Since their establishment, the new Medical Guidelines have been both a blessing and a curse.  Although the goal was to: 
- Set a single standard of medical care for injured workers,
 
- Expedite quality care for injured workers,
 
- Improve the medical outcomes for injured workers,
 
- Speed return to work by injured workers, 
 
- Reduce disputes between payers and medical providers over treatment issues,
 
- Increase timely payments to medical providers, and
 
- Reduce overall system costs.
 
that was not all that it did.  It also created a climate of distrust by doctors, who refuse to provide even the pre-approved treatments under the guidelines without written pre-authorization by the insurance Carrier themselves.   The guidelines foresaw this issue, and provided solutions as follows:
A. Pre-authorization (C4AUTH):
 For treatment of injuries to the mid and low back, neck, knee, shoulder
 and Carpal Tunnel Syndrome, pre-authorization is only required for 
procedures listed in question #1 Pre-Authorization. The 
pre-authorization process, used for treatments or procedures exceeding a
 $1,000 threshold, continues to be used for all other body parts. The 
pre-authorization process uses the C-4 AUTH form and it gives the 
carrier 30 days to respond to a request. During that period, the carrier
 has the right to obtain an IME or records review. To deny a 
pre-authorization request, the carrier must show a conflicting medical 
opinion. 
B. Optional Prior Approval (MG-1):This
 process is more limited in focus, and is designed to only answer one 
question, "is the requested treatment or test a consistent application 
of the guidelines?" Providers must electronically submit the (MG-1) 

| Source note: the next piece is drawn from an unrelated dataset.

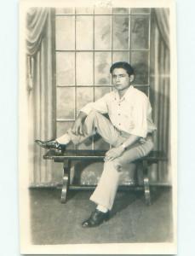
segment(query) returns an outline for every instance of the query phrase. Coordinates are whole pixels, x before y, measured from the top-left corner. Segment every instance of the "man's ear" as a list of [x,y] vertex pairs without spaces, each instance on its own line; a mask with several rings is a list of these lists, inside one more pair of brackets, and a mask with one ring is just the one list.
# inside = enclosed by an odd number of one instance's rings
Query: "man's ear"
[[130,83],[134,81],[134,79],[135,79],[135,75],[134,74],[130,75],[129,77]]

form. Carriers have eight business days to respond. Disputes are 
resolved by a binding decision of the Board's Medical Director's Office.
 The process allows medical providers to obtain a determination prior to
 treating on whether the requested treatment is consistent with MTG 
recommendation. It allows carriers to object before a test or treatment 
is performed.
But here is the catch: Although the regulations provide for an optional prior 
approval procedure where the medical provider can request optional prior
 approval from a PARTICIPATING insurance carrier to determine correct 
application of the Guidelines (A Board form (MG-1) 
  is available for this purpose on the Board's web site), this process is only available if the insurance 
carrier or employer is participating in the optional prior approval 
program. A list of insurance carriers and employers who have opted out 
of the optional prior approval process is available on the Board's web 
site. Search for Carrier Contacts and Participation.  .  An insurance carrier who is not participating is not required to respond to an Optional Prior Approval request.
Somehow, many doctors, often due to the policy of certain hospitals, refuse to perform treatments such as surgeries without pre-authorization, and given that the Carrier is not required to give such authorization in writing, the Claimant suffers.   Ifa carrier has opted out of the Optional Prior 
Approval program, the Board will not respond to MG-1 requests submitted 
by the claimant's medical provider. Medical providers are encouraged to 
treat the claimant in accordance with the Medical Treatment Guidelines 
and submit timely bills to the carrier or self-insured employer.  Hospitals and treating physicians must familiarize themselves with the law and understand that the Carrier CANNOT DENY PAYMENT FOR TREATMENTS PRE-AUTHORIZED UNDER THE GUIDELINES.  As an attorney, I often find myself being the voice of reason with doctor's offices, but it doesn't always work.  Often times this means a switch in doctor is warranted.